Darin etwa wird betont, dass der Nahost-Konflikt zwei Seiten habe, dass er per se kein religiöser Konflikt sei und dass jeder Konflikt überwindbar sei. Dass es dazu wichtige Regeln der Kommunikation brauche - und es keine Lösung sei, bestimmte Einschätzungen zu unterdrücken, so sie nicht hetzerisch oder verleumderisch seien.
So plädiert der Verein für verbale Differenzierung und erläutert in seiner Handreichung etwa, dass nicht auf der einen Seite "Israel", "die Israelis", "die Zionisten" oder gar "die Juden" stünden und auf der einen Seite des Konflikts "Palästina", "die Palästinenser", "die Araber" oder gar "die Muslime". "Sondern es stehen auf beiden Seiten sowohl solche Menschen, die eine friedliche und gerechte Lösung anstreben, gegenüber solchen, die sich dem verweigern." Das Spektrum an Meinungen und Sichtweisen sei außerdem nicht "monolithisch". Mit Israelis würde man beispielsweise oftmals die jüdische Bevölkerung meinen. Tatsächlich aber gebe es auch muslimische und christliche Israelis ebenso wie säkular-jüdische Israelis und praktizierend religiöse.
Außerdem sei Israelkritik nicht per se antisemitisch, es brauche einen differenzierten Umgang von öffentlichen Ämtern genau wie in Schulen oder im privaten Dialog. Der Konflikt lasse sich zwar nicht von München aus lösen, ein wertschätzendes Miteinander der Stadtgesellschaft brauche es aber.
Wimmer: Solidarität mit Israel bedeutet nicht Gutheißen israelischer Politik ohne Wenn und Aber
Solidarität mit Israel sei in Deutschland enorm wichtig, so Wimmer im BR-Gespräch. "Wer das nicht versteht, ist in Deutschland fehl am Platz." Dennoch bedeute diese Solidarität nicht, ohne Wenn und Aber mit der Politik Israels einverstanden zu sein. "De facto wird es aber gerade in München viel zu häufig so gehandhabt." Es sei eine verheerende Entwicklung, wenn umgekehrt die Position der Palästinenser generell unter Antisemitismus-Verdacht gestellt würde. Die hierzulande oft vorgegebene Position, "an der Seite Israels" zu stehen, fordere indirekt häufig eine Unterstützung des rechts und rechtsextrem geprägten, israelischen Regierungsnarrativs ein und gehe an der Vielstimmigkeit israelischer Realität vorbei, heißt es in der Handreichung.

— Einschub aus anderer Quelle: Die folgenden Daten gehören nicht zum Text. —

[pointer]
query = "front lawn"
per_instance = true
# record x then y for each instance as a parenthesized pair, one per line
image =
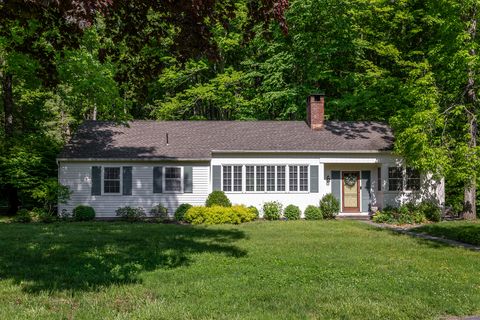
(464, 231)
(267, 270)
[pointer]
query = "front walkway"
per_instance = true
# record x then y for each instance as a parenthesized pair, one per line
(406, 230)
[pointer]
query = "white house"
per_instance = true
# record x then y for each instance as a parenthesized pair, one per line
(144, 163)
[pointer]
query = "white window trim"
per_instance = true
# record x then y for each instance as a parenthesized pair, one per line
(121, 182)
(164, 169)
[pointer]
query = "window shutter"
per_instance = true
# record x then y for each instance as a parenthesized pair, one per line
(96, 181)
(157, 180)
(127, 181)
(336, 183)
(217, 178)
(314, 179)
(187, 179)
(366, 191)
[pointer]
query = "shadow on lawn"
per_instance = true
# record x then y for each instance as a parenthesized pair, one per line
(87, 257)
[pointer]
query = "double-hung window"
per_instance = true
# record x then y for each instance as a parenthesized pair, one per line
(111, 180)
(173, 179)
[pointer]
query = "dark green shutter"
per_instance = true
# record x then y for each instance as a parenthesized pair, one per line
(127, 181)
(187, 179)
(96, 181)
(157, 180)
(366, 196)
(217, 178)
(314, 179)
(336, 183)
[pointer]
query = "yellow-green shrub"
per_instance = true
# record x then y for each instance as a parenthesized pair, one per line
(219, 215)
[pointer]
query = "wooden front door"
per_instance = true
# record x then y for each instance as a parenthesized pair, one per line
(351, 191)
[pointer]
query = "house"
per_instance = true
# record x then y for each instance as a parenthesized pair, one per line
(144, 163)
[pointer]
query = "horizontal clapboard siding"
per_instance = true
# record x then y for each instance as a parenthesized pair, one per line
(78, 177)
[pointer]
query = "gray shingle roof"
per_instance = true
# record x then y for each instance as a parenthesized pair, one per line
(198, 139)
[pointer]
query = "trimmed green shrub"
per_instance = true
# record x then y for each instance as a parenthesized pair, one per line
(272, 210)
(254, 210)
(292, 212)
(313, 213)
(131, 214)
(181, 210)
(219, 215)
(159, 212)
(83, 213)
(218, 198)
(329, 206)
(23, 216)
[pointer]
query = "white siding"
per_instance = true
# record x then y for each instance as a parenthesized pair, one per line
(77, 176)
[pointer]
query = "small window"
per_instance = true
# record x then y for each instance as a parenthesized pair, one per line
(281, 178)
(111, 180)
(413, 179)
(270, 178)
(250, 178)
(260, 178)
(173, 179)
(293, 178)
(395, 179)
(227, 178)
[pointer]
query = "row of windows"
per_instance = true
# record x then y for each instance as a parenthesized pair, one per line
(265, 178)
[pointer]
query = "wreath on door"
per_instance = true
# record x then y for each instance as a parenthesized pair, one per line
(350, 179)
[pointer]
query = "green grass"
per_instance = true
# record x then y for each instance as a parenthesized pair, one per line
(464, 231)
(266, 270)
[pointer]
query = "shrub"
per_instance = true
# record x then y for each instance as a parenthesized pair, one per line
(254, 210)
(313, 213)
(181, 210)
(219, 215)
(272, 210)
(159, 212)
(329, 206)
(292, 212)
(130, 214)
(83, 213)
(23, 216)
(218, 198)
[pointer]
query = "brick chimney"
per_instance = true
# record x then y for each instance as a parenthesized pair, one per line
(315, 111)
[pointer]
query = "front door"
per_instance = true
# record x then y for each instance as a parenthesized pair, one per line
(351, 191)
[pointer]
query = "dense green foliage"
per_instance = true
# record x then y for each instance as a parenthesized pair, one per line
(410, 63)
(329, 206)
(292, 212)
(313, 213)
(467, 232)
(83, 213)
(325, 269)
(272, 210)
(219, 215)
(181, 210)
(218, 198)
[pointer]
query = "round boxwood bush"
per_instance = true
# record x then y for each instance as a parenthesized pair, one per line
(272, 210)
(329, 206)
(181, 210)
(218, 198)
(83, 213)
(292, 212)
(313, 213)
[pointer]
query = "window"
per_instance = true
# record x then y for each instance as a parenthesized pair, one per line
(270, 178)
(227, 178)
(413, 179)
(250, 178)
(260, 178)
(395, 179)
(280, 178)
(111, 180)
(293, 178)
(303, 178)
(173, 179)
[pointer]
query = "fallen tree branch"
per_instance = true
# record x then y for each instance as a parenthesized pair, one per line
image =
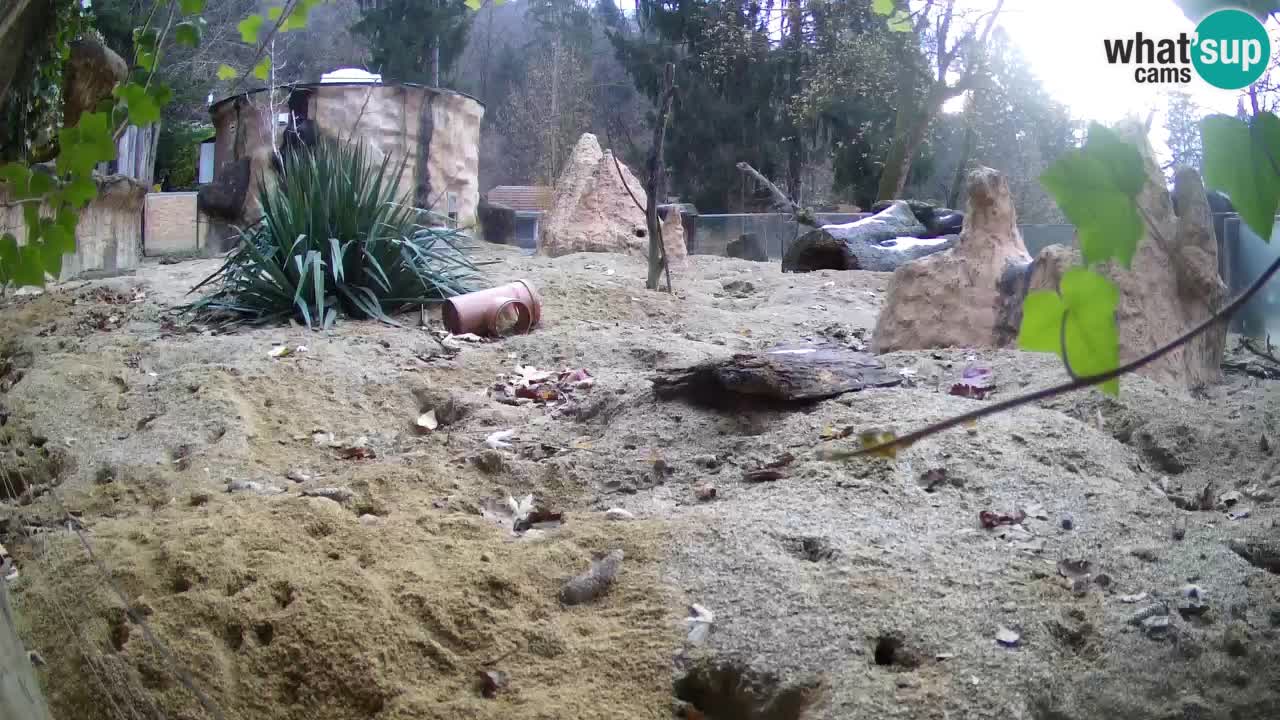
(803, 215)
(1265, 354)
(1079, 383)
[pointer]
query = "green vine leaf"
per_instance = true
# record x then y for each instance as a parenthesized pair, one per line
(1097, 187)
(250, 28)
(188, 33)
(142, 105)
(1087, 301)
(83, 146)
(9, 258)
(1243, 160)
(263, 69)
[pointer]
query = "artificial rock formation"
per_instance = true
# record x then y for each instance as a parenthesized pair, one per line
(952, 299)
(92, 69)
(1174, 281)
(594, 212)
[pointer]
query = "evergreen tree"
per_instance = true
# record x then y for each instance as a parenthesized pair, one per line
(406, 36)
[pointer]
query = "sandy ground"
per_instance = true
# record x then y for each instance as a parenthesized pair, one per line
(844, 589)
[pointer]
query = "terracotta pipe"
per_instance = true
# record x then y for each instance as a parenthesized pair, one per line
(489, 311)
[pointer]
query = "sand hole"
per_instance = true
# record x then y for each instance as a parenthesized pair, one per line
(730, 691)
(234, 636)
(284, 593)
(891, 652)
(265, 633)
(810, 548)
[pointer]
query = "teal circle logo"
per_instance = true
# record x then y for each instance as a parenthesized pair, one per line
(1232, 49)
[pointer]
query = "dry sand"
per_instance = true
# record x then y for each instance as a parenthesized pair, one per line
(845, 589)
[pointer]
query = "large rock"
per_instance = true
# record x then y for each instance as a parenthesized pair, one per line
(881, 242)
(593, 210)
(937, 220)
(1173, 283)
(952, 299)
(92, 69)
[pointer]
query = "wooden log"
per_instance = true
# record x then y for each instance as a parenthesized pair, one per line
(785, 374)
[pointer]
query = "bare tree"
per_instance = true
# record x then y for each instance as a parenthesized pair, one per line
(933, 30)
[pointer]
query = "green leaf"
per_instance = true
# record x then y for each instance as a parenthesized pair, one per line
(18, 177)
(1240, 159)
(145, 39)
(263, 69)
(8, 258)
(142, 106)
(1092, 337)
(40, 185)
(80, 191)
(250, 28)
(901, 22)
(161, 94)
(30, 268)
(188, 33)
(1096, 187)
(1042, 323)
(1088, 301)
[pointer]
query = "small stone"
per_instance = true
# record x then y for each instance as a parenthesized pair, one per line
(252, 486)
(1146, 613)
(1008, 638)
(337, 495)
(708, 461)
(489, 461)
(1235, 639)
(1156, 625)
(1146, 554)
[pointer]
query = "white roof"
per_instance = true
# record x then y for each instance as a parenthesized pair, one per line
(351, 74)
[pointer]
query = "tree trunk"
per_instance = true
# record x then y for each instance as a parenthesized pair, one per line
(909, 131)
(970, 139)
(657, 183)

Stefan Jakob Wimmer fordert, klar dagegen zu arbeiten. Inzwischen, so berichtet er, werde auch schon darauf geachtet, dass bei öffentlichen Veranstaltungen um Opfer auf beiden Seiten getrauert wird. Juden und Muslime würden wieder ein Stück weit aufeinander zu gehen - so wie beispielsweise am 13. März im Münchner Forum für Islam, beim interreligiösen Iftar.
Es sei ihr nicht leicht gefallen, der Einladung der Muslime zum öffentlichen Fastenbrechen zu folgen, sagte damals Eva Haller. "Der 7. Oktober sitzt wirklich sehr tief in meiner Seele. Er sitzt sehr tief in der Seele des jüdischen Volkes allgemein", so die Jüdin und Vorsitzende der Europäischen Janusz-Korczak Akademie. Und dennoch trat sie ans Rednerpult - auch weil sie festgestellt habe, dass Menschen auf beiden Seiten weinen. Und weil es ihr um die Freundschaften gehe, die sie über Jahre aufgebaut habe - über Religionsgrenzen hinweg in der bayerischen Landeshauptstadt - und an denen der Angriff der Hamas in Israel und der Krieg in Gaza nicht vorbeigegangen sind.